There are a lot of weighty social issues facing homeschoolers (and all parents) these days as part of Goals 2000 and similar programs: business interests influencing education, a push for reliance on educational goals and standards, school-to-work programs. Can you talk about a few of these - which ones concern you the most, and why, and what we as homeschooling parents can do?
I don't feel terribly threatened by specific programs like Goals 2000 and School-to-Work - the school system has a remarkable capacity to assimilate and neutralize reform efforts.
Certainly they bear watching, though. I think they will ultimately prove futile because they're solutions aimed at the wrong problems, but the attempts to implement them will cause a lot of unnecessary damage.
Most of this comes from business, which is not at all new, of course. Much of the impetus behind the common school movement in the nineteenth century was industry looking for factory workers who would be punctual, obedient, and tolerant of boring, repetitious work. It's amazing - if you read criticisms of schools from the turn of the century, lots of it is exactly what you hear today: kids know less than they used to, standards have declined, morals are nonexistent, and so on. Business keeps asking for the same reforms and keeps getting the same lack of results. I'd dearly love to hear people talk about education as good for something besides getting a good job and "making America competitive again." If we actually valued children and learning for themselves, we might see some real change.
But I think a lot of homeschoolers get into this fear-based mindset and see threats in proposals that won't go anywhere anyway. It's almost as though they feel there's something abnormal or odd about the fact that they homeschool, and they overcompensate by getting defensive. Our best defense is to be open and upfront - instead of talking about how there's nothing wrong with homeschooling, we should be talking about all the ideas homeschoolers have to offer traditional educators, ideas which could vastly improve schools for that ninety percent of American kids who are and will continue to be schoolkids.

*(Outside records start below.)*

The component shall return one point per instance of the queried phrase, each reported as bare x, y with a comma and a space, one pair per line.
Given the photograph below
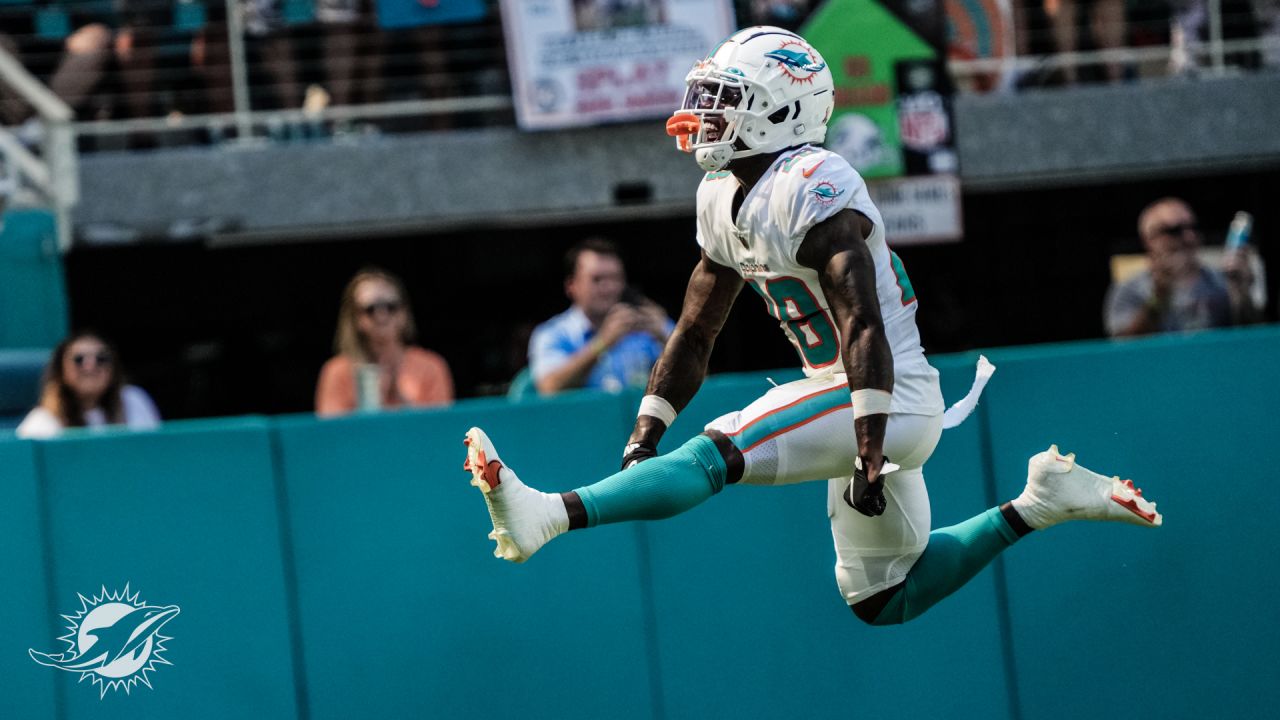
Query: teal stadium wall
341, 568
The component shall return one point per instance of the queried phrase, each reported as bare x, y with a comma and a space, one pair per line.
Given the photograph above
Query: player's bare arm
679, 373
837, 250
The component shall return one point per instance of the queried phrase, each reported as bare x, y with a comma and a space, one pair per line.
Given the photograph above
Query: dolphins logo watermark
113, 641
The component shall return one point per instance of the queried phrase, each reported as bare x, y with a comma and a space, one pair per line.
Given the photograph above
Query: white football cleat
524, 519
1057, 490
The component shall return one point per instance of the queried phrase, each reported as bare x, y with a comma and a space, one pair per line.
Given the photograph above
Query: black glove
864, 496
638, 452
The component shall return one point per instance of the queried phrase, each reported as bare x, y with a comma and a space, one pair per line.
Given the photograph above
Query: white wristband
658, 408
871, 402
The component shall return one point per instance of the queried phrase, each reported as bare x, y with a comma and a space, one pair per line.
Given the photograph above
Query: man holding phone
611, 335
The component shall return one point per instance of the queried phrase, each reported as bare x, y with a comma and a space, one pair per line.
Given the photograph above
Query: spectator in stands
113, 44
607, 340
1176, 292
1107, 28
352, 50
1269, 30
83, 387
376, 364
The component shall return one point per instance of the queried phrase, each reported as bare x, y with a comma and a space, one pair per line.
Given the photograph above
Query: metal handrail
56, 173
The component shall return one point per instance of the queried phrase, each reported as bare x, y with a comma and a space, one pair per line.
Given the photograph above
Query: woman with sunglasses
83, 387
376, 365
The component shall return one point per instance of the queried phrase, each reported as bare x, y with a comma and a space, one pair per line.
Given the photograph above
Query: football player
795, 223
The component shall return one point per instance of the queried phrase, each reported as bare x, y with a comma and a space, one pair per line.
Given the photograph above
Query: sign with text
919, 209
586, 62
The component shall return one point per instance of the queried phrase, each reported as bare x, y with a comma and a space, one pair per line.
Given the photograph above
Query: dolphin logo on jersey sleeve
826, 192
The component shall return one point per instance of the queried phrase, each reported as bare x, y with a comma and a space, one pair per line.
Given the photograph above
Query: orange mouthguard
681, 126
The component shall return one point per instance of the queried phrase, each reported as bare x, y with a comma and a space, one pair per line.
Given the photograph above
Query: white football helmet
762, 90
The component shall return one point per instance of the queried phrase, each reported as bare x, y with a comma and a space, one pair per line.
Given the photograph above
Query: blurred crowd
611, 335
114, 59
122, 59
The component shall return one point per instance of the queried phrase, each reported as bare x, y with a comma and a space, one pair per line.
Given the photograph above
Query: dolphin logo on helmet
762, 90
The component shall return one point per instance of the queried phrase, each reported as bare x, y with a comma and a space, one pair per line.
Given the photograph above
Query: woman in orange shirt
376, 365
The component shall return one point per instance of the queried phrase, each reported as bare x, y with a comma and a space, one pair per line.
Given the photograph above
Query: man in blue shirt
600, 341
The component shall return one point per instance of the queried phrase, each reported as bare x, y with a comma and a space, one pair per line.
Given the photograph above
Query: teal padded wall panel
403, 607
1160, 623
28, 688
32, 295
187, 516
750, 621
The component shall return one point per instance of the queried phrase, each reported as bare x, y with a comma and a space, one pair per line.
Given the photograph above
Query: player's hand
865, 493
638, 452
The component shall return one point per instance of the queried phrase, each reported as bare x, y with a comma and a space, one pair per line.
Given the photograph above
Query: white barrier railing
54, 173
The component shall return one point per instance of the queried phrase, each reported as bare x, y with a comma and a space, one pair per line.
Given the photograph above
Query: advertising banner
892, 118
586, 62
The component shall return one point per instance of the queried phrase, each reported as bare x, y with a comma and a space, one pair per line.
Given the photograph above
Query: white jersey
801, 188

Mary, what do you consider the most important skills we as parents can instill in our children to help them face an increasingly complex world?
Curiosity. Tenacity. And a killer sense of humor.
The homeschooled teens I've met at our California conferences are terrific examples of this. They're eager and curious and capable - they ask questions, and jump into things, and ask more questions. They're the kind of people who aren't afraid of the unfamiliar, who dig into finding out what's what, who are willing to work hard to do what they think needs doing. They're people I'm going to like having around for the next few decades - I expect really interesting things from them.